Models backstage prepare for Grace Wales Bonner’s show at Lindley Hall in London. Photograph: Tabatha Fireman/Getty/BFC
Lovers Rock, the reggae genre popular in London in the 70s and 80s, had an unexpected moment in the fashion spotlight on Sunday night at the capital’s menswear shows. Grace Wales Bonner, a much-hyped designer who has dressed Meghan, Duchess of Sussex, dedicated her London fashion week collection to the music, and the scene that surrounded it more than 40 years ago.
Bonner’s collection drew heavily on the Rastafarian colours Photograph: Stuart Wilson/BFC/Getty
Lindley Hall, a grand building in equally grand SW1, was transformed into a homage to a youth centre. Guests including the artist Isaac Julien, the footballer Héctor Bellerín and poet Wilson Oryema sat at round tables, and fruit punch and Jamaican patties were offered as refreshments. In the show notes provided, Wales Bonner explained that she was inspired, in part, by John Goto’s photographs of second-generation British Caribbean and Asian young people at Lewisham youth centre for lovers rock parties. The soundtrack – put together by Jamie xx – was blasted out of speaker stacks, as it might have when these images were taken.
The collection stuck close to the theme. It began with a crisp wool suit with a polo neck – a classically 70s combination, but with a minimalism that did away with any accusations of retro. Across women’s and menswear, trenchcoats, knits, tracksuit trousers and donkey jackets followed, along with shirts printed with paintings by the British-Guyanese artist Frank Bowling.
The red, gold and green of the Rastafarian flag were used on hats, vests and coats. All the clothes felt modern despite the references. This is one of Wales Bonner’s strengths. While her references are so academic that she provides a bibliography for each collection, she is able to translate her area of historical interest – be it lovers rock, Howard University in the 60s, or the court dress of Haile Selassie – into clothes that people want to wear.

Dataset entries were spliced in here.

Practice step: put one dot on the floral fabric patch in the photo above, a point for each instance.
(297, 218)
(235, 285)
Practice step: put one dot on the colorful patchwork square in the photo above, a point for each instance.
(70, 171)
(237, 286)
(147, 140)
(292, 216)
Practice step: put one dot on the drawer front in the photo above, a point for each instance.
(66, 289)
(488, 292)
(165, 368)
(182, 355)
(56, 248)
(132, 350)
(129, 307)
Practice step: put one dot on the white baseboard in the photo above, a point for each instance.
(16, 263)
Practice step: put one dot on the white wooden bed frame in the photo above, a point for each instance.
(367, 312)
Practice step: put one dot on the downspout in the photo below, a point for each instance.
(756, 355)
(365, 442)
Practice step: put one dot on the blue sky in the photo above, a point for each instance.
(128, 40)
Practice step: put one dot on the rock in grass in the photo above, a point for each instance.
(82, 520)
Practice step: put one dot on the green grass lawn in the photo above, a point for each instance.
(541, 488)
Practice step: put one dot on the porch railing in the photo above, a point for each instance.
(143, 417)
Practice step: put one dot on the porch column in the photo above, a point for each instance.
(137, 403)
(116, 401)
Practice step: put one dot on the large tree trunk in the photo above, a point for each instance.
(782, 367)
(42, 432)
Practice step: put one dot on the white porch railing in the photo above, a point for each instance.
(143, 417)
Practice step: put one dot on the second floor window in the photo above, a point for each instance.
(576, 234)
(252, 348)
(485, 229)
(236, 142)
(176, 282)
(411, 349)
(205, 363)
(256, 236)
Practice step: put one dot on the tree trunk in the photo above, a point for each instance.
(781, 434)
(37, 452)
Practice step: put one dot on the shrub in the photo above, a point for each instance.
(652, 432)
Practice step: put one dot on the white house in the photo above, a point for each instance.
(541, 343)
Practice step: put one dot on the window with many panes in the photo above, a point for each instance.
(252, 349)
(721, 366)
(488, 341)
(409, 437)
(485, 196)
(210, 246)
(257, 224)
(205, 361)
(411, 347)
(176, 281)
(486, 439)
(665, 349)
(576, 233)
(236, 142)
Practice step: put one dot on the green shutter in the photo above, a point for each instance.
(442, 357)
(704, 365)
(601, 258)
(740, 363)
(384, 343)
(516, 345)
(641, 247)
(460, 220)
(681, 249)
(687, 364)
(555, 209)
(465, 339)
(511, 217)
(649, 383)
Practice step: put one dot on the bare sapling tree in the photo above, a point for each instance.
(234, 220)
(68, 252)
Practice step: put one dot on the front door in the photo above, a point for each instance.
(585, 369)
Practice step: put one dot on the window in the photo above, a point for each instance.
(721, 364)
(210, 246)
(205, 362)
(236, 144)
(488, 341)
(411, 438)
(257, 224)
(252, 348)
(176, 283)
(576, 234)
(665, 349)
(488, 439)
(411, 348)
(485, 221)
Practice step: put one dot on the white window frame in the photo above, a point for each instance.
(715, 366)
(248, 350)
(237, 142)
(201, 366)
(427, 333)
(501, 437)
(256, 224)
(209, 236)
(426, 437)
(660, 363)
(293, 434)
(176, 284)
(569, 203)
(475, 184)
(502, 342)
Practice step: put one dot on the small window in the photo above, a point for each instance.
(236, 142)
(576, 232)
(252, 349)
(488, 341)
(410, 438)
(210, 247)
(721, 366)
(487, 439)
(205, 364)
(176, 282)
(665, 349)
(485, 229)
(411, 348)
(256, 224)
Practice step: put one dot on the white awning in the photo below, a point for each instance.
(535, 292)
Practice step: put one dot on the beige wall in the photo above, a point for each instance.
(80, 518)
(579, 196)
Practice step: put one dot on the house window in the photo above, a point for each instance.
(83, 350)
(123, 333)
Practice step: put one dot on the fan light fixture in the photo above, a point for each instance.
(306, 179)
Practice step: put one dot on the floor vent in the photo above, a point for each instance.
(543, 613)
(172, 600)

The show featured polo necks, trenchcoats, knits, tracksuit trousers and donkey jackets Photograph: Stuart Wilson/BFC/Getty
After the show, Wales Bonner – a somewhat serene presence in the usually frenetic world of a fashion show – explained that the inspiration for this show had been, as she put it, “inevitable” because of its proximity to her own background, and her Jamaican father’s experiences in London in the 70s. “I was thinking a lot about people coming into community centres and creating their own parties,” she said. “I was looking at John Goto’s Lovers Rock series and saw my family reflected in it.”